Es gibt noch eine andere Quelle, die sich mit Peschany beschäftigt. Und diese führt wieder zurück nach Rheinfelden: Im Staatsarchiv Freiburg existiert aus dem Jahr 1938 eine Gerichtsakte einem Zivilverfahren am Landgericht Waldshut. Prozessgegner waren der Architekt und die evangelische Kirchengemeinde Rheinfelden. Es ging um „Forderungen aus dem Architektenvertrag“.

Als Peschany vor den Richter zog, lag die Grundsteinlegung für die Christuskirche gerade fünf Jahre zurück und die Einweihung sogar nur ein Jahr. Entstanden war ein schlichter Bau, der sich an den Stil einiger Gotteshäuser anlehnt. Der Architekt scheint diese Bauweise gern verwendet zu haben, denn sein Gebäude in Wehr erinnert ebenfalls daran. An der Rheinfelder Karl-Fürstenberg-Straße war ein rechteckiges Kirchenschiff entstanden, dessen Glockenturm separat steht und mit dem eigentlichen Gebäude durch die Sakristei verbunden ist. Das Licht in den rechteckigen Saalbau fällt im Westen und Osten durch je fünf rundbogige Fenster. Je drei davon sind mit buntem Glas geschaffen worden. Sie sind ebenso wie die Mosaiken an Kanzel und Altarwand ein Werk des Stuttgarter Künstlers Rudolf Yelin. Die Fenster wurden in diesem Jahr, anlässlich des 80-jährigen Bestehens der Gemeinde von ihrem Mitglied, dem Rheinfelder Glaskünstler Wilfried Markus, und einer Glasgestalterin vom Fach renoviert.

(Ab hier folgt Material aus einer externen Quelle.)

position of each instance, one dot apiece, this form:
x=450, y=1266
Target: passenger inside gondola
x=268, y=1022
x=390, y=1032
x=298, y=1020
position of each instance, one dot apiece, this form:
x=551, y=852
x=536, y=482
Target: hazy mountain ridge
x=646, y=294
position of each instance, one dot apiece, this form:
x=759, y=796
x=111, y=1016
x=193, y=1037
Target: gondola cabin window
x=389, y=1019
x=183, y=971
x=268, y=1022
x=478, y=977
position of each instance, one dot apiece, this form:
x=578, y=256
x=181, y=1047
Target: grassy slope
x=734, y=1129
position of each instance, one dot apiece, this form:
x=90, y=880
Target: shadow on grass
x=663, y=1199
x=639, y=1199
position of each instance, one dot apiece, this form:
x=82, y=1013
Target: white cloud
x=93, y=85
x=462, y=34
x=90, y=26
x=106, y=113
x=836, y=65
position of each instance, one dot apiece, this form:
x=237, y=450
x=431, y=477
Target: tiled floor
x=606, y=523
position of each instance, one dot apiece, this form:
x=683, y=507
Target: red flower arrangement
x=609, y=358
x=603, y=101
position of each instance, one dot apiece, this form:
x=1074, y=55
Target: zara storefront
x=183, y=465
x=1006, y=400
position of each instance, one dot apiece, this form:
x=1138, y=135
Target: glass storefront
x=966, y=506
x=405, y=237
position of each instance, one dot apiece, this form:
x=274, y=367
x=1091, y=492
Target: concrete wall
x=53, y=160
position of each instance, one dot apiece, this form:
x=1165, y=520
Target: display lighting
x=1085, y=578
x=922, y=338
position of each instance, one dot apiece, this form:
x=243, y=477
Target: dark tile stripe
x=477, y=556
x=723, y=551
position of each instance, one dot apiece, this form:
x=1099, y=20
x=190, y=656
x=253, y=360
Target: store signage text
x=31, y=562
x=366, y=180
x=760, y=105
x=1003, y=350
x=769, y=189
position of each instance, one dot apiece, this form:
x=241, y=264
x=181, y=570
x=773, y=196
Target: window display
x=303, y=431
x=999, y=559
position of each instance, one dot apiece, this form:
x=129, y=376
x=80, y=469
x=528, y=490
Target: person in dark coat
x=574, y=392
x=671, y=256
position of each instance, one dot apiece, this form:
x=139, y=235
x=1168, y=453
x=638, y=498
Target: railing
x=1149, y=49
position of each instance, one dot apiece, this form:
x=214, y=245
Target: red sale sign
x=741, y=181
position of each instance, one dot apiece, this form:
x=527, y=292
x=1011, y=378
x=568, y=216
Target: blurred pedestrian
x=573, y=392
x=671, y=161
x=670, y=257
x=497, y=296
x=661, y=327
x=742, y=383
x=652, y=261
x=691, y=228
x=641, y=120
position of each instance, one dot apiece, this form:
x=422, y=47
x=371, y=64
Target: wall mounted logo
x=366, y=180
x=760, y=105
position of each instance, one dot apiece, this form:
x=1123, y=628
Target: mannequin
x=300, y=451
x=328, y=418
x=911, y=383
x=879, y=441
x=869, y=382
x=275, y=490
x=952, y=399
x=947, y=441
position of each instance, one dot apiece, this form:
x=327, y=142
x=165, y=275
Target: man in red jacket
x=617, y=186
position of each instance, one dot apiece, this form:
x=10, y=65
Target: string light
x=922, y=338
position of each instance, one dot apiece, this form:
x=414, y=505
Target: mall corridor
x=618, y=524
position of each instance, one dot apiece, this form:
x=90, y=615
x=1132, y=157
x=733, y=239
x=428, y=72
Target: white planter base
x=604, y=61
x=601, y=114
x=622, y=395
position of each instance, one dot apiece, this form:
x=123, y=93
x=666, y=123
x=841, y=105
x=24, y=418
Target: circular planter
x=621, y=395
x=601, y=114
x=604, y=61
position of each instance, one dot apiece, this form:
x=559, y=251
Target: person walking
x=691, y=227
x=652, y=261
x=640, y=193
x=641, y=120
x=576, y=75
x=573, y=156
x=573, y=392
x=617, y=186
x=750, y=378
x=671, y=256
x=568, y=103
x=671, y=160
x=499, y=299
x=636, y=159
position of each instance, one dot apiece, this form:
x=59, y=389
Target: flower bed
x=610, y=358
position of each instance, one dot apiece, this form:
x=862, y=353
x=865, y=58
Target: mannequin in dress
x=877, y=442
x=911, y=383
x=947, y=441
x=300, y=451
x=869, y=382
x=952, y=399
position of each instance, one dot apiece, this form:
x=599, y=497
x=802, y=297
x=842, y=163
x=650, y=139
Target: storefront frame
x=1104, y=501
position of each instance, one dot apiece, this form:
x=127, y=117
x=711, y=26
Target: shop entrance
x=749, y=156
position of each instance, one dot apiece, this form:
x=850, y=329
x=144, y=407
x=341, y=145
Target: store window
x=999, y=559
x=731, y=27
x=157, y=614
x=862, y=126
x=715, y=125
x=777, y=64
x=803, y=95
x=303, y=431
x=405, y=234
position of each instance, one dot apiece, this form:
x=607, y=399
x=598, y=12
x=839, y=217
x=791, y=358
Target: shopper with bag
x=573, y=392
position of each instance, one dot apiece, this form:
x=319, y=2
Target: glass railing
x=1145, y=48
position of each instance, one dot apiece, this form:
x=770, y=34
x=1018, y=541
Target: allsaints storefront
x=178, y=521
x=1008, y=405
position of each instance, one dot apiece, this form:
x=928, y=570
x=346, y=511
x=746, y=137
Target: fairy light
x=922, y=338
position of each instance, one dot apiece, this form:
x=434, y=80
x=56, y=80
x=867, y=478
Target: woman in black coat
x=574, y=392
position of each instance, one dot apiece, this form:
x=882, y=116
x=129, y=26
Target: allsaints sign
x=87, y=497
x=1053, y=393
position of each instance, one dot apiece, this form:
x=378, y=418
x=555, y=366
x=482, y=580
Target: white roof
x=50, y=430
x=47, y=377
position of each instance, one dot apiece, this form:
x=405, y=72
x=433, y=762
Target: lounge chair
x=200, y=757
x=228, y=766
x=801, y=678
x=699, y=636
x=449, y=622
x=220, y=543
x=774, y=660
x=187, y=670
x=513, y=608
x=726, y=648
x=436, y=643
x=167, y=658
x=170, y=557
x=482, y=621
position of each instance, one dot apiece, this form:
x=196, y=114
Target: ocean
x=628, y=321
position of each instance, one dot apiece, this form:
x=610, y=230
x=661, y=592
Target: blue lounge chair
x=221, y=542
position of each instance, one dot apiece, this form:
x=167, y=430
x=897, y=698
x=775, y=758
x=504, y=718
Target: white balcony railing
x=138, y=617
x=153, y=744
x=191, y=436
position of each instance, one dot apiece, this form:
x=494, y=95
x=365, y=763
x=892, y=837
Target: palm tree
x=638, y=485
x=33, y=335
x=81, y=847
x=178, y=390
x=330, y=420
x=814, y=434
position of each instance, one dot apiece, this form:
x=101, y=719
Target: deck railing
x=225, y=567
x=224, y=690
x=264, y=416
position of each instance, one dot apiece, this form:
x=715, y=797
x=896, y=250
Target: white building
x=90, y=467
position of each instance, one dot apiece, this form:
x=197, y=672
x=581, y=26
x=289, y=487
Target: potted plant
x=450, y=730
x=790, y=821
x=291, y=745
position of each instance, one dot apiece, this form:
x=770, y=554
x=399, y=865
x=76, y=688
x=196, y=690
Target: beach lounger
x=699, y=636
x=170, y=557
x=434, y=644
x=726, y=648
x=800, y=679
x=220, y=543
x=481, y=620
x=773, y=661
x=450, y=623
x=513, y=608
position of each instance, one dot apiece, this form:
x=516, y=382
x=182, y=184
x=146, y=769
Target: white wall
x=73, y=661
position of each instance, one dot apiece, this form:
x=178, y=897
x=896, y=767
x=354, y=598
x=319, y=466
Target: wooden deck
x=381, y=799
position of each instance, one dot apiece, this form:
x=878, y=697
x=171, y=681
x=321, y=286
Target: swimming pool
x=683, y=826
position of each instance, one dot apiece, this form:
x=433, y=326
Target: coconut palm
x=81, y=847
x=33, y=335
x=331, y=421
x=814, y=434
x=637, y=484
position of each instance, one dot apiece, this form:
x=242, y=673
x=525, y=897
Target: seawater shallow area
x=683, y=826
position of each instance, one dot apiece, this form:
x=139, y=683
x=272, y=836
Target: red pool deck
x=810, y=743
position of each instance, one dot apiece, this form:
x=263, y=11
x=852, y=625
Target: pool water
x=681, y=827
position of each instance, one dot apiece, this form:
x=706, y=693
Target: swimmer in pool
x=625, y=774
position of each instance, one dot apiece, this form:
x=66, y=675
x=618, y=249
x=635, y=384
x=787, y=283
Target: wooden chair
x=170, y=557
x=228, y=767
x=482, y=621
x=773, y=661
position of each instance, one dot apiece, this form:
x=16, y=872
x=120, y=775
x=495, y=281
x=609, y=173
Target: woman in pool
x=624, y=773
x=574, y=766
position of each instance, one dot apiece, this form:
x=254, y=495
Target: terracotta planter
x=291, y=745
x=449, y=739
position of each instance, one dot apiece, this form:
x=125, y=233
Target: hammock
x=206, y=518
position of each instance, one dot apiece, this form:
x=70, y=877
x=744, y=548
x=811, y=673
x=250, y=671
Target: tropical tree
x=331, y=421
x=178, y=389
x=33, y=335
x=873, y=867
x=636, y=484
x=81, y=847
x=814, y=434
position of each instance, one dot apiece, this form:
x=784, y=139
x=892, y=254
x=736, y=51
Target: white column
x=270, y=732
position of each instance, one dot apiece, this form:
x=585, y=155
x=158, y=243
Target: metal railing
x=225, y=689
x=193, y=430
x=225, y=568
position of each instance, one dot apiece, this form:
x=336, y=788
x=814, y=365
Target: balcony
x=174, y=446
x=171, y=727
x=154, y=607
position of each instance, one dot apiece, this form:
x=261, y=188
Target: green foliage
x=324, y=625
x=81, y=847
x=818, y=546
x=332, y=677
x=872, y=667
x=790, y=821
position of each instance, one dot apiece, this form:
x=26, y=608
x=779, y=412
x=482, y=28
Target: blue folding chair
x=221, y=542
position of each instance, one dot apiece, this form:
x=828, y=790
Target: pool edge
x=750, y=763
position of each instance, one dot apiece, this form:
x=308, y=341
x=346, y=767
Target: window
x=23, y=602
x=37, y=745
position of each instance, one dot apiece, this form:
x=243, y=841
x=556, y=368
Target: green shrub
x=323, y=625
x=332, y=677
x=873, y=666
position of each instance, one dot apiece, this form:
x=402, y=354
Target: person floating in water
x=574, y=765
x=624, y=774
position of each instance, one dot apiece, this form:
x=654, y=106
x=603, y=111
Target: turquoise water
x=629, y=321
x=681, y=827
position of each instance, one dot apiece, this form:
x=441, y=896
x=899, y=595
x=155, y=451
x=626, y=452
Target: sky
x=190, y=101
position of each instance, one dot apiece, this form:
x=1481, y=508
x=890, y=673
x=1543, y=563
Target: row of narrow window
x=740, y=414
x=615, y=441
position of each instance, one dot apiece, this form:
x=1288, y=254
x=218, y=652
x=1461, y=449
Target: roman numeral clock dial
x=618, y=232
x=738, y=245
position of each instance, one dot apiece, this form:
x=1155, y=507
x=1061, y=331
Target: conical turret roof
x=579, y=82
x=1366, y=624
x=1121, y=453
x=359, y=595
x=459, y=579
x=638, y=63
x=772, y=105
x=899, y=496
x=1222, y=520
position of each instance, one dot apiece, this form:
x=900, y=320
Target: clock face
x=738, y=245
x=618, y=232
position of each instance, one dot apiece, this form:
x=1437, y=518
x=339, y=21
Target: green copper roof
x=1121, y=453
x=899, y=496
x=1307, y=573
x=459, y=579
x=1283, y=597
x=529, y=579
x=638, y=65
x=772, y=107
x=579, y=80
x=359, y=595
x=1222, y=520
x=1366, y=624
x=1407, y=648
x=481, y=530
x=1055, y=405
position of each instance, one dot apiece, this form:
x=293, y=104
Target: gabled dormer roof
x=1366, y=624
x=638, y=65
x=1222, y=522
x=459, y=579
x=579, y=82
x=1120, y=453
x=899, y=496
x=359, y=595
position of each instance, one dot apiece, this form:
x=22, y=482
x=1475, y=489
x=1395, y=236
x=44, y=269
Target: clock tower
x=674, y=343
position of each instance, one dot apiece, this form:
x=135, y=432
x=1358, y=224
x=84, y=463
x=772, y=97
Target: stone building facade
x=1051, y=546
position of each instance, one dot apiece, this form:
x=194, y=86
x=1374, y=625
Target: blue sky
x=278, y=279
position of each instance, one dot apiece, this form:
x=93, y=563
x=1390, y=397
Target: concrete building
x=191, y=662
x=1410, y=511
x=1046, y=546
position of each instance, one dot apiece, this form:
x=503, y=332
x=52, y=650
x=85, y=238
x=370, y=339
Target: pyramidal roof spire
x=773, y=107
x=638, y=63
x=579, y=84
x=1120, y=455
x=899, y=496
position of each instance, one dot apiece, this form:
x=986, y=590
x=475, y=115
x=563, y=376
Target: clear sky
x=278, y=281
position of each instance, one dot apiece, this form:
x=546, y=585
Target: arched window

Nicht einfach war die Aufgabe, die der Karlsruher Künstler Otto Schneider übernommen hatte: Er schuf die Christusstatue, die links neben dem Hauptportal steht. Hierzu heißt es in den Überlieferungen: Er sollte einen „kämpferischen Christus, keinen zu milden“ darstellen. Trotzdem wollten einige 150-prozentige Nazis das Aufstellen verhindern. Daher musste die Figur zwei Monate auf einem Pritschenwagen versteckt werden. Aufgestellt werden konnte sie erst zwei Tage vor der Kircheneinweihung am 10. Oktober 1937.